FORT LAUDERDALE, Fla. – After city police charged 90-year-old humanitarian Arnold Abbott Wednesday night for a second time this week with feeding homeless people, more emails and phone calls jammed Fort Lauderdale City Hall from outraged people around the country and world.
Since Monday, Fort Lauderdale Mayor Jack Seiler has received hundreds of phone calls and more than 2,000 emails after police initially charged Abbott and two pastors Sunday for violating the new ordinance that makes feeding the homeless in public a crime.
The mayor acknowledged that national and international attention has generally been negative, but said Wednesday that he believes the people of Fort Lauderdale support the ordinance, which is punishable by up to 60 days in jail and a $500 fine.
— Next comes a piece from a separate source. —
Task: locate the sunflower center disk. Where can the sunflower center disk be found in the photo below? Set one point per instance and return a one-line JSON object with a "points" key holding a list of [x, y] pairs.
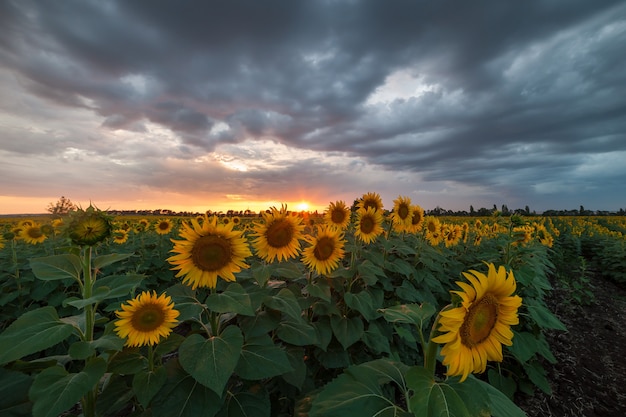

"The response locally has been somewhat supportive, glad that we're enforcing the laws that we passed here in the city of Fort Lauderdale," said Seiler. "Very positive response locally. I think on the Internet there's been more of, I should say, has been a national response that has been a little bit critical of the City of Fort Lauderdale."
Seiler said the law, which was backed by the Chamber of Commerce, is aimed at helping the homeless rather than taking food out of their mouths. He said providing the homeless food in public only enables homelessness, and that he wants the homeless to utilize government and church services to get help.
"If you are going to simply feed them outdoors to get them from breakfast to lunch to dinner, all you are doing is enabling the cycle of homelessness," said Seiler.
But Abbott, who has been helping the homeless in Fort Lauderdale for the past 23 years, said he heard the same argument from the city's previous mayor, Jim Naugle. He said the mayor's idea that there is enough food and services is contradicted by reality, namely that there aren't nearly enough services available to help the homeless population.
"What the city is doing by cutting out feeding is very simple: They are forcing homeless people to go dumpster-diving all over again," Abbott said. "They will steal -- that's what the mayor is forcing the homeless to do."
Abbott said Seiler and the rest of the city commission are the puppets of business owners who want to run the homeless out of town -- or at least not have to see them. He points to other recently passed ordinances banning storage of personal belongings in public and strengthening laws against urination and defecation in public as examples of the city's hostility to the homeless.
Abbott said his nonprofit, Love Thy Neighbor Fund, does far more than conduct food sharings twice a week. He said it has helped change the lives of countless homeless people, like Rosemary Servoky, who was homeless and addicted to crack cocaine six years ago before meeting Abbott.
"Chef Arnold saved my life," said Servoky.
Abbott, as he has done with hundreds of homeless people, helped put Servoky through culinary school. She is now working with Love Thy Neighbor and off the streets.
"It's a wonderful thing he does," she said. "People are hungry, they need to eat."